As generative artificial intelligence (AI) becomes increasingly advanced and popular, the College’s Writing Center has developed a set of practices and policies for editing student writing that tutors suspect is AI-generated.
The Writing Center is an academic support resource that provides peer tutoring sessions to help students produce clear and effective writing. While the Center’s official AI policy states that tutors are not expected to “police” AI use, they may remind students that submitting AI-generated writing as one’s own constitutes plagiarism under College policies.
Tutors told the Record that, in practice, they rarely suspect that they’re reading AI-generated writing.
Writing tutor Abby Davis ’27 believes that is because the students who want to get extra tutoring on their writing are rarely the ones who turn to AI. “Most people who are coming into the Writing Center are people who have identified that they just need some extra help and are not interested in taking a shortcut,” Davis said.
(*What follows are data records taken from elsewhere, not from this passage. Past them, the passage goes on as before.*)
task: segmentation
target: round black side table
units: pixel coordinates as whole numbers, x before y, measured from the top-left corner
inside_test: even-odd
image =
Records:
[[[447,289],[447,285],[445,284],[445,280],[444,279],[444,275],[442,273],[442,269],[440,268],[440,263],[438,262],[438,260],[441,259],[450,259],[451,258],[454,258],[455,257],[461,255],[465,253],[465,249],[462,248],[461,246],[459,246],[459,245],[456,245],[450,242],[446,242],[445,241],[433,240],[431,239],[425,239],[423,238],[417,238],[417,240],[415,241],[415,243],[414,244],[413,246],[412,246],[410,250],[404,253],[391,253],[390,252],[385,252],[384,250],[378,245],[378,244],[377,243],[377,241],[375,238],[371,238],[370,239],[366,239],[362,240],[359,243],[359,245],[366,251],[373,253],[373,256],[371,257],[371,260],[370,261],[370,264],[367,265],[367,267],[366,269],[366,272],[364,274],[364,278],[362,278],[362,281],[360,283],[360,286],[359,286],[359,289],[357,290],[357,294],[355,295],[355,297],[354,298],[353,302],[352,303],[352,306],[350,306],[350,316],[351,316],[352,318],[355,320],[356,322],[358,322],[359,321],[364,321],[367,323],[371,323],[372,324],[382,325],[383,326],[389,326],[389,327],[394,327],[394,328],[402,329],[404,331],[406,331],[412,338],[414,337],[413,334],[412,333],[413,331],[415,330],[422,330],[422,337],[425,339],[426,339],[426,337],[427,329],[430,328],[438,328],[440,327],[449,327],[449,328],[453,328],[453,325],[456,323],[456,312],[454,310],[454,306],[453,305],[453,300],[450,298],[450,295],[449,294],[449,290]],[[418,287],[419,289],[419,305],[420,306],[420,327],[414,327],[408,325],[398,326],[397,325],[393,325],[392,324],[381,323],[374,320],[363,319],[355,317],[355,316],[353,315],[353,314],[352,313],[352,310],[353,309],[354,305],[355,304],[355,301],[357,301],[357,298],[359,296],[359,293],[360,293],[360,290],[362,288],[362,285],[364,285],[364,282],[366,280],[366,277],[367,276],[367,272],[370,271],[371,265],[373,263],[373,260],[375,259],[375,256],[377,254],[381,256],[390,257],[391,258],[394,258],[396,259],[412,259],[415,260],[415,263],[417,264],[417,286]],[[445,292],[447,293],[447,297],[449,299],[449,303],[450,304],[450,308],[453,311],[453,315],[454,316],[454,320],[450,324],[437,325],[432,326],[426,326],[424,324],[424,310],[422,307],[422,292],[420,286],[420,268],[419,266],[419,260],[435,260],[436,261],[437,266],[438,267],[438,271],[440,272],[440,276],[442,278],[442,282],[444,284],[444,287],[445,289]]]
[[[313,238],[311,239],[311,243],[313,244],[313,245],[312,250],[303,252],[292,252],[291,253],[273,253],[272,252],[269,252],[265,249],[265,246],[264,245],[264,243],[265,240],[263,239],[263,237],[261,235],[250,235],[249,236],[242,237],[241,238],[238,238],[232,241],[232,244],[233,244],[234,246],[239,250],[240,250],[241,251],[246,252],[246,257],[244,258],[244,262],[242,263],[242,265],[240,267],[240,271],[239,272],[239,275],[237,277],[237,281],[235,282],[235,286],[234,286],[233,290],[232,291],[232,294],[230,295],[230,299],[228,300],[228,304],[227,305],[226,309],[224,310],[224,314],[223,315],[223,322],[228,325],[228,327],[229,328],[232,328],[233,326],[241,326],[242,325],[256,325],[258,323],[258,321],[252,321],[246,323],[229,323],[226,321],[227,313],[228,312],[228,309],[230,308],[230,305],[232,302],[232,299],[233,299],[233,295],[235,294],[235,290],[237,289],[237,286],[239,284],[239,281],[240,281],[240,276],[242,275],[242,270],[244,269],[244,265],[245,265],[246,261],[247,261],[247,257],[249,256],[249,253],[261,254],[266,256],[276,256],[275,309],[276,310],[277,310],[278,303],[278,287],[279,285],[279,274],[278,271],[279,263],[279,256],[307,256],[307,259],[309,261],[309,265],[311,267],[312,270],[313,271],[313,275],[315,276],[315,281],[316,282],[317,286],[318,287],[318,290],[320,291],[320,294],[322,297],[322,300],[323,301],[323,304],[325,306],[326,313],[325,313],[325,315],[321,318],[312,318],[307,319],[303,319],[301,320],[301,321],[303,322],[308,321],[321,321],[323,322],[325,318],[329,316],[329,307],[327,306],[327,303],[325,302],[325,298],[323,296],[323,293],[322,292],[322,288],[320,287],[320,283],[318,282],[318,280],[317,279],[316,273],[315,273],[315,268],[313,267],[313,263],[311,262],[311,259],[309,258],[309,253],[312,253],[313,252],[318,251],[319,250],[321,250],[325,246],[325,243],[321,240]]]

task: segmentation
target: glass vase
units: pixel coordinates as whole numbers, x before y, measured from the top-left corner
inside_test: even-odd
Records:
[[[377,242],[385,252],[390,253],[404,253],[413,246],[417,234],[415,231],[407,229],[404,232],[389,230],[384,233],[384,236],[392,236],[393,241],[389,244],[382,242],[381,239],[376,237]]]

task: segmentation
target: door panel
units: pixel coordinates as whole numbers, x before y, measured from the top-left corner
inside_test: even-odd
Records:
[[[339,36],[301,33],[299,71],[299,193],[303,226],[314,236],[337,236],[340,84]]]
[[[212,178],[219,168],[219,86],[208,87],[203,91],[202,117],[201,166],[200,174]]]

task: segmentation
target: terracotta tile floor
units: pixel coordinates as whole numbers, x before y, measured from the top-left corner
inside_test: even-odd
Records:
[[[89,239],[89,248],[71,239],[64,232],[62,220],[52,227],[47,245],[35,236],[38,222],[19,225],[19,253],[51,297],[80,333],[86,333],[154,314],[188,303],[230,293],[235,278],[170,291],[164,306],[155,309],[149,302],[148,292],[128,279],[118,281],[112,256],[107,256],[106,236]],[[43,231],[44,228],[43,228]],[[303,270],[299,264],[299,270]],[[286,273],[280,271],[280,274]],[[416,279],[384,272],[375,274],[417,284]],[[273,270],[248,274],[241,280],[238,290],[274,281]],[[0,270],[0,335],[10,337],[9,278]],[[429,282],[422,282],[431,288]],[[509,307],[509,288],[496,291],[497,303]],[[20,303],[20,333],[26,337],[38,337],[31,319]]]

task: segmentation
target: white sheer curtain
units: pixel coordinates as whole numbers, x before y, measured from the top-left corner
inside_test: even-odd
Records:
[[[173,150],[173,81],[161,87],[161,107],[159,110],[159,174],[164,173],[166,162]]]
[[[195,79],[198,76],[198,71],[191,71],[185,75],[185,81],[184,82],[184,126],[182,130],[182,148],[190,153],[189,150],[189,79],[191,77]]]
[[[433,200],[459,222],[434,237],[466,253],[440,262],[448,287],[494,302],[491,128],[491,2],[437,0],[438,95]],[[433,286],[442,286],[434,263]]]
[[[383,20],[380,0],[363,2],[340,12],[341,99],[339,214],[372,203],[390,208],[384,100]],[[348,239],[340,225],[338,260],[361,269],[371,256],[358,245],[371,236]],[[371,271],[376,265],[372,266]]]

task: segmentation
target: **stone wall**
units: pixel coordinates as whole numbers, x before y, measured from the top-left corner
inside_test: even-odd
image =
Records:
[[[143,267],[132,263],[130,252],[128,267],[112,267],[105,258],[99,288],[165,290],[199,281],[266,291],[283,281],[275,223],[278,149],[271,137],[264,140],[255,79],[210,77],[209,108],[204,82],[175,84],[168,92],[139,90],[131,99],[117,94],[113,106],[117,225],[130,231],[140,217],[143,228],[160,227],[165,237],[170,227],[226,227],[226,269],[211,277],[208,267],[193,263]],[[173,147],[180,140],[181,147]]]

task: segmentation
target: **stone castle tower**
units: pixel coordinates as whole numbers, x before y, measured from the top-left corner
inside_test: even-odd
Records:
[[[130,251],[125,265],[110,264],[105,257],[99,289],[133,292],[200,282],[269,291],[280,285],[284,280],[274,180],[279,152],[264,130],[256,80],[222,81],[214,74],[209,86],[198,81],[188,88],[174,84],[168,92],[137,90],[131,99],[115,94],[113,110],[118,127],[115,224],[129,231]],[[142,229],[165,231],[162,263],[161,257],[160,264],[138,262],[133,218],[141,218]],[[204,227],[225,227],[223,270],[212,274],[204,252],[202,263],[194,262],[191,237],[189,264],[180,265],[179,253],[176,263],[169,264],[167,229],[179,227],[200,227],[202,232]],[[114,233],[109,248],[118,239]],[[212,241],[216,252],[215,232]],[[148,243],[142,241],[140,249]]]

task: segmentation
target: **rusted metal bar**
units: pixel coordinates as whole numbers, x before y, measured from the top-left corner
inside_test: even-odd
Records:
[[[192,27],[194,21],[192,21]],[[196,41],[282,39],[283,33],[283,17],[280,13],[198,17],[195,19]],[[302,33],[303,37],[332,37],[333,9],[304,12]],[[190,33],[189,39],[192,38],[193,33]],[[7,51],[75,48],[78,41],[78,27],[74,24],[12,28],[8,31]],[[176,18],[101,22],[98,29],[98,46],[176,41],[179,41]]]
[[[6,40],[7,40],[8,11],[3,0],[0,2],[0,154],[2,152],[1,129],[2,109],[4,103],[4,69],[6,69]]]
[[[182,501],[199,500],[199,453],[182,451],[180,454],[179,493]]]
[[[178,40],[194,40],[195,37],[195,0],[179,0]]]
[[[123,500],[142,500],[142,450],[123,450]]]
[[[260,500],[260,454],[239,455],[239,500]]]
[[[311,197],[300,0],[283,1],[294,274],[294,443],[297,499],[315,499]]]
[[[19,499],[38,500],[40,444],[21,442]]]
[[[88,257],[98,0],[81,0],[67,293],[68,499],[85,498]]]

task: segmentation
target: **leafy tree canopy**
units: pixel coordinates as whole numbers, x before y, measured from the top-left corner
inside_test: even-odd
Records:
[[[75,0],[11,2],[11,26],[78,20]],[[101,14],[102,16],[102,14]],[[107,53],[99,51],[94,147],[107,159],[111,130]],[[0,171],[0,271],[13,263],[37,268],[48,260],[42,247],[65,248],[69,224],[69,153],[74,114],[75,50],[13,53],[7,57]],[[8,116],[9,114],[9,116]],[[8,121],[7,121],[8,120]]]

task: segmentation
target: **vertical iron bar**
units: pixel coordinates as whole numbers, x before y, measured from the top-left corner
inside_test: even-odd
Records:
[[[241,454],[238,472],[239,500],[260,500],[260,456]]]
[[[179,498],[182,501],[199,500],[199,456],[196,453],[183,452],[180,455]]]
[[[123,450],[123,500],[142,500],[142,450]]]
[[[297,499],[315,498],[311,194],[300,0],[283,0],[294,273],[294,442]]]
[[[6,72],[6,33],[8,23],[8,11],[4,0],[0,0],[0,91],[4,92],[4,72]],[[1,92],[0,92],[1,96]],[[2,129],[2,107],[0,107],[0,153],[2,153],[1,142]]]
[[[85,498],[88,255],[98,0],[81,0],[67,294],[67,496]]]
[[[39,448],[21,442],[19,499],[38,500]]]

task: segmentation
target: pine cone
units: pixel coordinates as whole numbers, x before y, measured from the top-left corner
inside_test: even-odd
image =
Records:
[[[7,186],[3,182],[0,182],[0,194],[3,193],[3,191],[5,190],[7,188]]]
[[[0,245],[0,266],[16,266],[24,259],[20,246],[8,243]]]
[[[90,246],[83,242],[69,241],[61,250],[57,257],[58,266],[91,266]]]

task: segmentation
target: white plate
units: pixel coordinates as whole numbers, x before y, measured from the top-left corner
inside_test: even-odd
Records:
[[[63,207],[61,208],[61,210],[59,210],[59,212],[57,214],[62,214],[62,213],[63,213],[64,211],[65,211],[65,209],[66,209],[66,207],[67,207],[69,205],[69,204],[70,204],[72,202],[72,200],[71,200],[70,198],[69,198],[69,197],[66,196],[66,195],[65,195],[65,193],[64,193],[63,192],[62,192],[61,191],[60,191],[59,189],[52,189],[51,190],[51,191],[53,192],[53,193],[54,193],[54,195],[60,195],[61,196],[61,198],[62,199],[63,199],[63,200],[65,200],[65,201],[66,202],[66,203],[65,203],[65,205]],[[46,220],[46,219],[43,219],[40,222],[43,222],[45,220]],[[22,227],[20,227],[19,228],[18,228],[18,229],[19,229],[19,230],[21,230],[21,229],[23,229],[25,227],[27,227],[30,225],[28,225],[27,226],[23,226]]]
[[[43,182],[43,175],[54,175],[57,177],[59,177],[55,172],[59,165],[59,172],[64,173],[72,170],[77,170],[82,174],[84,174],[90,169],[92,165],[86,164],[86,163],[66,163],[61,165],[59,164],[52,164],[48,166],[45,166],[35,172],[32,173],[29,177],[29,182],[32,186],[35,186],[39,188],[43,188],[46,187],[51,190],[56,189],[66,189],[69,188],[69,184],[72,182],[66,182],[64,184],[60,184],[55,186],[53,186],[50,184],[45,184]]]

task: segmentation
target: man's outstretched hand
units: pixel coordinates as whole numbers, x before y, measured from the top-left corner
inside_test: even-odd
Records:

Writing tutor James Johnson-Brown ’25.5 echoed Davis. “Those that rely on AI to write for them aren’t those who were going to put in the effort to…attend a Writing Center appointment in the first place,” he said.
Despite this lack of overt usage, tutors and staff at the Center still worry that the use of generative AI could undermine the skills they are trying to foster.
When they believe they’re reading AI-generated work, in addition to reminding students of the College’s academic integrity policies, tutors are encouraged to turn the exchange into a learning moment. Ultimately, the choice of how to handle the situation is up to the individual tutor.
Annie Morrison ’26, another writing tutor, said she has never reported a student for using AI because its output is often difficult to identify. “Given how things are progressing, I honestly don’t know if I could tell if someone’s writing was AI or not,” she said.
Johnson-Brown typically alerts Center leadership if he thinks a student has used AI. “We are not instructors or TAs and don’t have any disciplinary power, but I’ve definitely brought students to the attention of our director, Julia, so that she can check in with them,” he said.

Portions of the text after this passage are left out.